# Scipy Stats Jupter notebook

#### Scipy stats is a module contained within the scipy python package. This sub package is used to carry out statistical analysis of datasets in a quick and easy to use manner. This module consists of a library of ever growing statistical tests and functions, probability distributions, kernal density estimation and much more [1]. Due to the large size of this library it would be very difficult to describe each function within it and so I am going to run through a few of the features of the scipy.stats module.

In [None]:
# I will start first by importing all the necessary packages to describe the features. [2],[3],[4],[5].
import numpy as np 
from scipy import stats
import matplotlib.pyplot as plt
import seaborn as sns
import pandas as pd

#### The first feature of she scipy.stats package I am going to describe is the probability distributions. In scipy.stats these are separated into three headings. These are Continuous distributions, Multivariate distributions and Discrete Distributions.

#### The one I will be looking at is a uniform distribution. This type of distribution is one in which each value within a certain range is equally likely to occur.



In [None]:
# I will start by generating 10,000 numbers from a uniform distribution using the stats package.
uniform= stats.uniform.rvs(size= 10000, loc= 0, scale= 10)

In [None]:
# I will now place them in a pandas dataframe and generate a plot
pd.DataFrame(uniform).plot(kind="density", figsize= (9,9), xlim= (-1,11))

#### I will now be looking at the cumalative distribution function in regards to the uniform distribution. This is another feature of the stats package. This function allows us to determine whether an observation falls below a specified value.

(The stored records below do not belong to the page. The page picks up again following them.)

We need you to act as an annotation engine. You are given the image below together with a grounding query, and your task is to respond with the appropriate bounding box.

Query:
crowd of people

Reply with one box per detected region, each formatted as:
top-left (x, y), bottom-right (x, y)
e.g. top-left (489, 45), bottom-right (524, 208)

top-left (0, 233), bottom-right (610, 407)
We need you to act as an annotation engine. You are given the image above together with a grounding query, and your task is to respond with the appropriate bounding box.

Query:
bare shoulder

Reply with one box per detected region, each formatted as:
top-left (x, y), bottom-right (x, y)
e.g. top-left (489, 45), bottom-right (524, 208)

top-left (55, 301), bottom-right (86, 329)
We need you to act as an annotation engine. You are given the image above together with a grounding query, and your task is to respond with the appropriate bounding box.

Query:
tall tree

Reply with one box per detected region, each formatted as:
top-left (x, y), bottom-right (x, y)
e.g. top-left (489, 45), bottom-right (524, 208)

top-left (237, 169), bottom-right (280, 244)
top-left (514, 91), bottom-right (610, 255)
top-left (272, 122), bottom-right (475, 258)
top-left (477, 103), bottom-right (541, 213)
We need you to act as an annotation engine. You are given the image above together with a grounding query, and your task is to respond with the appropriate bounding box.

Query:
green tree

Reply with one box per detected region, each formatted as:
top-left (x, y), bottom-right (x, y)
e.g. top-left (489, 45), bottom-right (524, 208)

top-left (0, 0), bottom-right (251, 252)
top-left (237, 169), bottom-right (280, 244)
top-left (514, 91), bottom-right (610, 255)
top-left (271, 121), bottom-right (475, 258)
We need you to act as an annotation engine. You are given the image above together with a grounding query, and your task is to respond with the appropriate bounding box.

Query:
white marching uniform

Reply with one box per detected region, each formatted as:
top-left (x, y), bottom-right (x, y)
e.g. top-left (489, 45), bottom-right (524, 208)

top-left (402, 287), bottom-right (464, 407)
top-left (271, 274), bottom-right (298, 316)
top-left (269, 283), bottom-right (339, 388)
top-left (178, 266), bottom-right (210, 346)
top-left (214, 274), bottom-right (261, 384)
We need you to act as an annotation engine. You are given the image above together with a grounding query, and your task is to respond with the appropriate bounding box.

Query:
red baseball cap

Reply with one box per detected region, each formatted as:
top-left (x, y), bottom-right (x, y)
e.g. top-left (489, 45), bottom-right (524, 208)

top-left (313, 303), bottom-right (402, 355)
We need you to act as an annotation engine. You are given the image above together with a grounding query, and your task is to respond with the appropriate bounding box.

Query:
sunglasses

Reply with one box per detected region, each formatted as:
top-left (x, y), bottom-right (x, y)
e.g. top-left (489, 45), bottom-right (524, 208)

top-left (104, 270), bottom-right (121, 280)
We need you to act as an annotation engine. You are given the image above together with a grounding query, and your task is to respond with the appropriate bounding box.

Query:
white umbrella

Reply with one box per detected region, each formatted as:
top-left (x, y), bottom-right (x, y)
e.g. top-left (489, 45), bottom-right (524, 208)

In the below function this specified value is x.

In [None]:
# I use x= 2.5 as the cut off value and expect an answer of 0.25 or 25% as it should be a quarter of the scale due the uniform
# distribution
stats.uniform.cdf(x= 2.5, loc= 0, scale= 10)

#### I will now be looking at the percent point function in regards to the uniform distribution. This function is the inverse of the CDF function and returns the cut-off for which we have a certain percentage chance for drawing an observation below that value. The percentage example I will use here is 75%

In [None]:
stats.uniform.ppf(q= 0.75, loc= 0, scale=10)

#### The final function associated with the uniform distribution I will look at is the Probability Density Function (PDF). The PDF gives the probability density otherwise known as the height of the distribution at a given x value. Due to the fact that the Uniform Distribution is flat, all x values within its range will have the same value

In [None]:
# The below for loop will print the densitys between -1 and 11 
for x in range (-1, 12, 2):
    print("Density at x value " + str(x))
    print(stats.uniform.pdf(x, loc= 0, scale= 10))


#### Scipy.stats offer a large variety of statistical functions that can be carried out on datasets all of which can be seen at https://docs.scipy.org/doc/scipy/reference/stats.html#summary-statistics. I will display a few of them below.

In [None]:
# The first statistical function will look at is the find_repeats function
stats.find_repeats([1,2,3,4,4,4,4,3,2,1,2,3,57,6])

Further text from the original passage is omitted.